Nei Duclós
Entra no Netflix um filme didático, a Grande Aposta (The Big
Short, 2015, de Adam McKay), com elenco estelar: Christian Bale, indicado para
o Oscar no papel de Michael Burry, o gênio dos números que descobriu dois anos
antes, a partir da análise de tendências de quebra de contratos e
inadimplência, a fraude imobiliária que implodiu os mercados em 2008; Steve
Carell, perfeito neste drama como o ético investidor que enxerga a profundidade
da sacanagem e as consequências nefastas para a economia ao entrevistar
eufóricos corretores novos ricos; Ryan Gosling, como o oportunista que
aproveita a sacada de Burry para especular contra os bancos que manipulavam
índices e compravam avaliações para vender créditos podres, hipotecas vencidas,
reunidas em pacotes considerados de alto valor; e Brad Pritt, irreconhecível de
barba grisalha e cabelo volumoso, como o ex-mega investidor que se recolhe à
vida doméstica e à sua horta e que entra de novo no circuito para encaminhar
jovens talentos financeiros para a riqueza.
Não entendo direito como funciona a fraude exposta no filme,
mas ele é bem explícito. O básico acho que dá para capturar: a moeda corrente é
a dívida e você transforma a dívida em lucro, em investimentos gometricamente
rentáveis.

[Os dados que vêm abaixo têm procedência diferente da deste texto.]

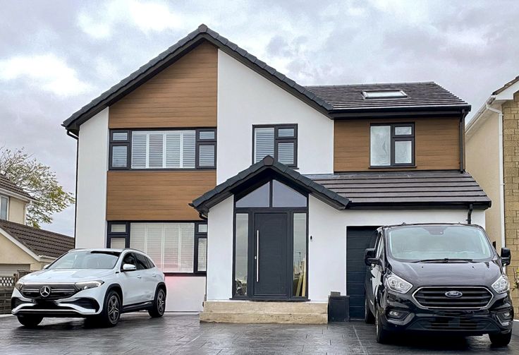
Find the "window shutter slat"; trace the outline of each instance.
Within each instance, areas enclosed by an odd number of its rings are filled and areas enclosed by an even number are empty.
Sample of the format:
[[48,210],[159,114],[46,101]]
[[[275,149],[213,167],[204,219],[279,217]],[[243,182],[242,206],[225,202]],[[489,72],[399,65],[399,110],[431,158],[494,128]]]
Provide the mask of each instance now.
[[194,168],[196,154],[195,132],[195,131],[185,131],[182,135],[182,167]]
[[255,162],[267,155],[274,157],[274,127],[255,128]]
[[146,140],[145,133],[133,132],[132,134],[132,168],[146,168]]

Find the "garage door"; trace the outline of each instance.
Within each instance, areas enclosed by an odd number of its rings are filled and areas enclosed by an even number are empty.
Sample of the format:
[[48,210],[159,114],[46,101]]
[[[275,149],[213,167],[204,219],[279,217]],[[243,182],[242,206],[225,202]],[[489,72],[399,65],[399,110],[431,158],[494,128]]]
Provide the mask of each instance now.
[[[377,227],[348,227],[346,236],[346,292],[350,296],[350,318],[364,318],[364,251],[370,246]],[[374,243],[374,241],[373,241]]]

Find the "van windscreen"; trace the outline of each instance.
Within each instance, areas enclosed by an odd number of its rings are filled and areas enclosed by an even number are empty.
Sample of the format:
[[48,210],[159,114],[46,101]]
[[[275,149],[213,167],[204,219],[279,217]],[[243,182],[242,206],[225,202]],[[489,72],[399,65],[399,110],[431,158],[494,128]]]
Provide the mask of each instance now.
[[387,232],[388,251],[402,261],[468,260],[487,261],[494,253],[479,228],[462,225],[402,226]]

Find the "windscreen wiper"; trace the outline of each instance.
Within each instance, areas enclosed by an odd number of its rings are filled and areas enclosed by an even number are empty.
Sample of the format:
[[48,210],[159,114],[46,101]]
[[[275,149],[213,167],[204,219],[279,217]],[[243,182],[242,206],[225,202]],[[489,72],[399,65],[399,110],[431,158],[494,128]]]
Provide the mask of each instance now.
[[458,258],[443,258],[441,259],[423,259],[421,260],[413,261],[413,263],[473,263],[472,259],[458,259]]

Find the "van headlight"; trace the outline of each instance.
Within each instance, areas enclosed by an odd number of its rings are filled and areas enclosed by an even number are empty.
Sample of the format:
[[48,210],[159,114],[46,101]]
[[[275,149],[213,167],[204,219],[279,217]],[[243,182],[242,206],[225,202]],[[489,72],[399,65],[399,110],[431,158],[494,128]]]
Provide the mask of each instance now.
[[386,287],[398,294],[407,294],[413,288],[413,284],[391,272],[384,277]]
[[492,288],[498,294],[503,294],[510,289],[510,282],[506,275],[502,275],[492,284]]
[[85,282],[76,282],[75,288],[80,291],[99,287],[104,283],[104,281],[86,281]]

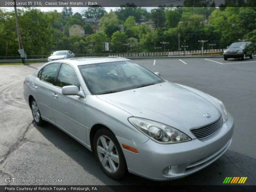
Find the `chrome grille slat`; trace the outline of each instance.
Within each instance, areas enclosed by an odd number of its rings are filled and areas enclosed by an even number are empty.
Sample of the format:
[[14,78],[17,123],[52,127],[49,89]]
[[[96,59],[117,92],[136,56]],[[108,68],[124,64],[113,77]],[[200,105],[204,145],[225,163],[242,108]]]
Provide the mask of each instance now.
[[211,130],[207,132],[205,132],[204,133],[202,133],[200,135],[197,135],[197,137],[204,137],[205,135],[209,135],[212,133],[215,132],[216,131],[217,131],[220,128],[219,127],[217,127],[214,129]]
[[199,128],[194,128],[190,130],[191,132],[198,139],[202,139],[208,137],[219,130],[223,125],[222,117],[212,123]]
[[207,131],[209,129],[212,129],[212,128],[214,129],[215,127],[216,126],[218,126],[220,124],[222,123],[222,122],[221,121],[219,121],[218,122],[217,122],[216,124],[214,124],[212,126],[209,126],[209,127],[207,127],[205,128],[202,128],[202,129],[199,129],[200,130],[195,130],[195,131],[193,131],[193,133],[198,133],[200,134],[200,133],[201,132],[204,132],[204,131]]

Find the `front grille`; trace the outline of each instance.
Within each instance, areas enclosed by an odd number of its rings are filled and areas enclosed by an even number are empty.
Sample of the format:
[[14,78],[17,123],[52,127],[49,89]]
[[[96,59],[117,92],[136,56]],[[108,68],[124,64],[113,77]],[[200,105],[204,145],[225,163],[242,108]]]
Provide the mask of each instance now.
[[235,53],[237,52],[237,50],[231,50],[228,51],[227,52],[228,53]]
[[206,126],[190,130],[197,139],[202,139],[212,135],[220,129],[223,125],[223,119],[220,116],[217,121]]

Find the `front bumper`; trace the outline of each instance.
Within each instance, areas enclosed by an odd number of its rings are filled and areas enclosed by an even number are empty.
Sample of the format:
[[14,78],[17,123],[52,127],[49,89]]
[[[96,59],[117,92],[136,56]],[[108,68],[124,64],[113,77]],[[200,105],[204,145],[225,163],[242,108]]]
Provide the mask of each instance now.
[[244,53],[224,53],[223,56],[227,58],[241,58],[244,57]]
[[[161,144],[151,139],[138,143],[117,137],[124,143],[137,149],[136,154],[123,149],[130,172],[155,180],[183,177],[204,168],[219,158],[232,141],[234,119],[228,115],[222,127],[211,136],[202,140],[176,144]],[[170,166],[164,174],[163,170]]]

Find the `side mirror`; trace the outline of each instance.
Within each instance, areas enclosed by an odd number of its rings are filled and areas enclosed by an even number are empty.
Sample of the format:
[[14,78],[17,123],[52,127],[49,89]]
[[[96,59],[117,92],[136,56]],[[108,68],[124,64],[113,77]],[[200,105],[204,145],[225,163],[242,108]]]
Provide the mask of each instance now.
[[159,72],[155,72],[154,73],[155,73],[156,75],[158,75],[159,77],[161,76],[161,74],[160,74],[160,73]]
[[75,85],[64,86],[62,88],[61,93],[64,95],[77,95],[79,92],[78,87]]

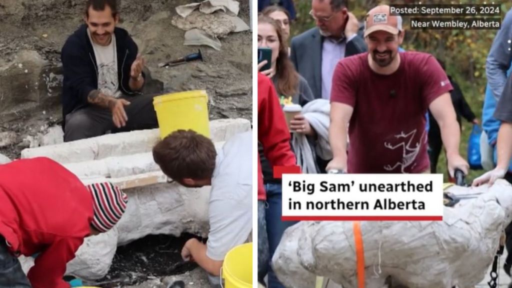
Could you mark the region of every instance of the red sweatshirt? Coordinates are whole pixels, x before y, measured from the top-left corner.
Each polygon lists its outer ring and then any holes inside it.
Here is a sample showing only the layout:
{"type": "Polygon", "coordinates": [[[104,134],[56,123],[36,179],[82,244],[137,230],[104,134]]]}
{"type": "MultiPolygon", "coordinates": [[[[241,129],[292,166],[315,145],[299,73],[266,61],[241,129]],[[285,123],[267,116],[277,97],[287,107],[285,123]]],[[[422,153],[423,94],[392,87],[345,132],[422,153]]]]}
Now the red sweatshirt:
{"type": "MultiPolygon", "coordinates": [[[[290,132],[284,114],[270,79],[258,74],[258,138],[265,157],[273,166],[295,166],[295,154],[290,147],[290,132]]],[[[258,199],[266,199],[259,154],[258,199]]]]}
{"type": "Polygon", "coordinates": [[[48,158],[0,165],[0,235],[15,255],[40,254],[33,288],[68,288],[66,263],[89,235],[93,199],[80,180],[48,158]]]}

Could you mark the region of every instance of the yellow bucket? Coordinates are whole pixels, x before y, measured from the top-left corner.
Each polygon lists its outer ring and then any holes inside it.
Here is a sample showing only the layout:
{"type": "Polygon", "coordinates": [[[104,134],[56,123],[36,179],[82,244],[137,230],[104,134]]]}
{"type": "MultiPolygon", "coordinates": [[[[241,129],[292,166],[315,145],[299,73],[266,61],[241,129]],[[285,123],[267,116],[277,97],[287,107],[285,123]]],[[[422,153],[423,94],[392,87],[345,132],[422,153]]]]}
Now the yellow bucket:
{"type": "Polygon", "coordinates": [[[226,254],[221,277],[223,288],[252,287],[252,243],[239,245],[226,254]]]}
{"type": "Polygon", "coordinates": [[[160,138],[178,130],[191,129],[210,137],[208,95],[205,90],[166,94],[153,98],[160,138]]]}

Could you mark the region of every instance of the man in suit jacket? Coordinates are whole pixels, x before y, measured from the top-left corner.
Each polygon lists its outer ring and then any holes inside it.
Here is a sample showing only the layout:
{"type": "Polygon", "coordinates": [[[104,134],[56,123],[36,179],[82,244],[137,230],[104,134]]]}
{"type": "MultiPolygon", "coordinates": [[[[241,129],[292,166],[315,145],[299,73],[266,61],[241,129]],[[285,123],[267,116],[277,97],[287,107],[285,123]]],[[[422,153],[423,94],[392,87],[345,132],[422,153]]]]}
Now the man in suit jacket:
{"type": "Polygon", "coordinates": [[[312,0],[316,27],[291,40],[290,58],[315,98],[330,99],[332,73],[340,59],[367,51],[347,0],[312,0]]]}

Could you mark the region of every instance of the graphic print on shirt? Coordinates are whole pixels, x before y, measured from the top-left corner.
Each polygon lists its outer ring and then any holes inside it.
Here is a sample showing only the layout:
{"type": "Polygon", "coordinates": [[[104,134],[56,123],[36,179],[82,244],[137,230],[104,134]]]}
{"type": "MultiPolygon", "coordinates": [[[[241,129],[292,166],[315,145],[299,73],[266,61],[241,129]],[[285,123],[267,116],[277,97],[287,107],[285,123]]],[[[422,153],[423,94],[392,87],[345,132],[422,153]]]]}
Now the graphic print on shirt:
{"type": "Polygon", "coordinates": [[[393,137],[396,139],[393,143],[391,142],[384,142],[384,146],[394,150],[397,149],[402,149],[402,159],[401,161],[396,162],[392,165],[388,164],[384,166],[384,169],[388,171],[392,171],[398,167],[400,167],[400,171],[402,173],[406,173],[404,170],[406,168],[410,166],[410,169],[412,169],[416,165],[415,160],[416,157],[419,153],[420,148],[421,147],[421,142],[423,144],[426,143],[426,131],[423,131],[421,137],[416,143],[413,143],[414,136],[416,136],[417,129],[414,129],[411,132],[406,133],[403,131],[399,134],[393,135],[393,137]]]}
{"type": "Polygon", "coordinates": [[[101,63],[98,67],[98,88],[103,94],[117,97],[117,69],[116,61],[101,63]]]}

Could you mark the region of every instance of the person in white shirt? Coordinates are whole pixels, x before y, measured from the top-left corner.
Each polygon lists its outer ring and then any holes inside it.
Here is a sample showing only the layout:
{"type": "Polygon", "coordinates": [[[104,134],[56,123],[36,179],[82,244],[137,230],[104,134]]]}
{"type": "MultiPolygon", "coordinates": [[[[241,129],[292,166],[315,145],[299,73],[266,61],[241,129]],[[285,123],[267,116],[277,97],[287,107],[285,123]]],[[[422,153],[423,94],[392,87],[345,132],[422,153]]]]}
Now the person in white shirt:
{"type": "Polygon", "coordinates": [[[219,279],[224,257],[246,242],[252,229],[252,133],[229,139],[216,151],[206,137],[178,130],[153,148],[153,158],[164,174],[189,188],[211,186],[208,204],[210,231],[204,244],[196,238],[183,246],[184,260],[196,261],[219,279]]]}

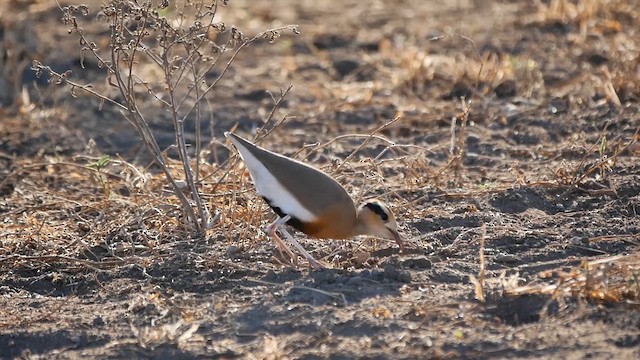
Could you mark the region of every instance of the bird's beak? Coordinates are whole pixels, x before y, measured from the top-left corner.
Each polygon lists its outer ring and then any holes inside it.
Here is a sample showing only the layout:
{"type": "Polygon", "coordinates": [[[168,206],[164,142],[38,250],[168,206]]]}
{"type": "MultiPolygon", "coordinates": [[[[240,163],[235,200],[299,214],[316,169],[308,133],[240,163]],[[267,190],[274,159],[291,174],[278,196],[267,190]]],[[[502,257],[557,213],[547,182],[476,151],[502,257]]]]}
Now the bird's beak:
{"type": "Polygon", "coordinates": [[[400,246],[400,252],[404,252],[404,242],[402,241],[402,238],[400,237],[398,230],[389,229],[389,228],[387,228],[387,230],[389,230],[389,232],[391,233],[391,236],[393,236],[393,240],[395,240],[398,246],[400,246]]]}

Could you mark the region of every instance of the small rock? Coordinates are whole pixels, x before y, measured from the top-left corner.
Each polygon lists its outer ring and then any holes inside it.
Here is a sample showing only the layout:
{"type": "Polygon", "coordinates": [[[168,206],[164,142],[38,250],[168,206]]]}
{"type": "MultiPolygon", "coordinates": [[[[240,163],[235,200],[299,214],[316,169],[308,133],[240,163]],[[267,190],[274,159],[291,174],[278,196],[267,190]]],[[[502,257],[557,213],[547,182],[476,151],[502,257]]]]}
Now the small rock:
{"type": "Polygon", "coordinates": [[[398,271],[398,269],[393,265],[387,265],[384,267],[384,277],[392,281],[403,283],[411,282],[411,274],[404,271],[398,271]]]}
{"type": "Polygon", "coordinates": [[[402,267],[410,269],[431,269],[431,260],[424,256],[407,259],[402,262],[402,267]]]}
{"type": "Polygon", "coordinates": [[[229,247],[227,247],[227,250],[225,252],[227,253],[227,256],[232,256],[237,254],[239,250],[240,250],[239,247],[235,245],[229,245],[229,247]]]}

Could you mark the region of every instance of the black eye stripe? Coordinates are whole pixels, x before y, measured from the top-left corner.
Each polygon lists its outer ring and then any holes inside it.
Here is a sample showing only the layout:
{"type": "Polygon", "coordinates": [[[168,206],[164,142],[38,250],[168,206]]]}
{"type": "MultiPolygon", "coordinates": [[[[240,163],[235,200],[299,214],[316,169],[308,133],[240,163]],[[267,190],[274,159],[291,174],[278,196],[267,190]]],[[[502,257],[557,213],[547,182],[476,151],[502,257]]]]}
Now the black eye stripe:
{"type": "Polygon", "coordinates": [[[378,216],[380,216],[380,218],[382,219],[382,221],[387,221],[389,220],[389,214],[387,214],[384,209],[382,209],[382,207],[380,206],[380,204],[378,203],[366,203],[364,206],[366,206],[367,208],[369,208],[369,210],[373,211],[374,213],[376,213],[378,216]]]}

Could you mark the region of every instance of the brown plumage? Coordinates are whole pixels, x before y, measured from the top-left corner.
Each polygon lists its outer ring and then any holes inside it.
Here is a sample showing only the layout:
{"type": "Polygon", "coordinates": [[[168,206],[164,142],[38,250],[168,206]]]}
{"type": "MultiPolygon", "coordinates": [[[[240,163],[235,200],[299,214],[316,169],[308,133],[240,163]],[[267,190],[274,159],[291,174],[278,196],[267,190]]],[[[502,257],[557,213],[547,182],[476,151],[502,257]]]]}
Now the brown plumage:
{"type": "Polygon", "coordinates": [[[370,200],[358,210],[347,191],[323,171],[225,133],[236,146],[256,190],[286,222],[316,238],[346,239],[374,235],[394,239],[400,248],[393,213],[370,200]]]}

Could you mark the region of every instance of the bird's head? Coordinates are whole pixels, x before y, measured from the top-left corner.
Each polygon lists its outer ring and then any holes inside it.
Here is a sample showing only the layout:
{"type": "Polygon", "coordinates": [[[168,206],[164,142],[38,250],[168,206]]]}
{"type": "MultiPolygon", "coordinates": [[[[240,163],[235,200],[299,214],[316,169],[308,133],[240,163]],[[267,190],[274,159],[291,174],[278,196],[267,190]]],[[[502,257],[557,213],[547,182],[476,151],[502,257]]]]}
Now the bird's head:
{"type": "Polygon", "coordinates": [[[358,223],[361,234],[393,239],[400,246],[400,251],[404,250],[396,218],[382,201],[372,199],[363,203],[358,209],[358,223]]]}

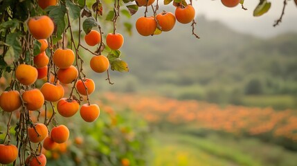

Como as avaliações são compradas, esses pacotes são vendidos como
Triplo A, ou seja, sólidos e de alto retorno. Mas claro que um dia isso vai
explodir, pois as hipotecas (as dívidas imobiliárias vencidas) se multiplicam
na mão principalmente de quem não pode pagar. São os famosos créditos podres,
que o Brasil adotou exatamente depois da crise de 2008 que devastou a economia
global. Foi quando encaramos o tsunami como marolinha e adiamos a falência para
nossos dias. Hoje, de cara no chão, estamos pagando a conta depois da famosa
“ascensão à classe média” e ao falso fim da miséria .
Ao entrevistar as stripers e os migrantes que conseguiram
suas casa sem ter renda compatível, quem apostou contra os bancos (e acabou
ganhando fortunas) descobriu que as dividas eram assumidas pela especulação
financeira para fazer volume, como se fossem opções competitivas. Havia certeza
de que o mercado imobiliário era sólido, uma mentira muito bem aplicada em quem
punha sua grana na mão da bandidagem de terno e gravata. Basta manipular as
taxas de juros, as avaliações e os preços dos pacotes para todo mundo engolir a
patranha sem se dar conta que tudo iria por água abaixo.
No fim quem pagou o rombo foram os contribuintes, como está
acontecendo agora conosco, que temos de amargar a ressaca de anos de
inadimplência mascarada de crescimento. Eles sabiam que iria estourar na
população, mas não deram a mínima, dizem os caras que descobriram a fraude. O
filme atualiza a negociata, pois se sabe que o descobridor da sacanagem
informou o governo sobre como descobriu tudo e no fim foi investigado pelo FBI.
Além disso, novos pacotes de créditos podres (com outros nomes) recomeçaram a
tomar conta do mercado a partir do ano passado, driblando assim as medidas
rigorosas adotadas depois do crack de 2008. Os grandes bancos ficam intactos e
fodam-se as populações e os países que está vinculados a esse sistema corrupto
e corruptor.
Quem se importa? Nós, amantes do cinema. Porque é de cinema
que se trata. E dos bons. O filme adota de vez em quando, e com competência, o
recurso brechtiano de o ator descrever a ação do personagem olhando para a
plateia. E usa metáforas hilárias, como o crédito podre sendo comparado ao
peixe de três dias vendido em restaurante chic como se fosse iguaria.
RETORNO - Imagem desta edição: Christian Bale, detonando.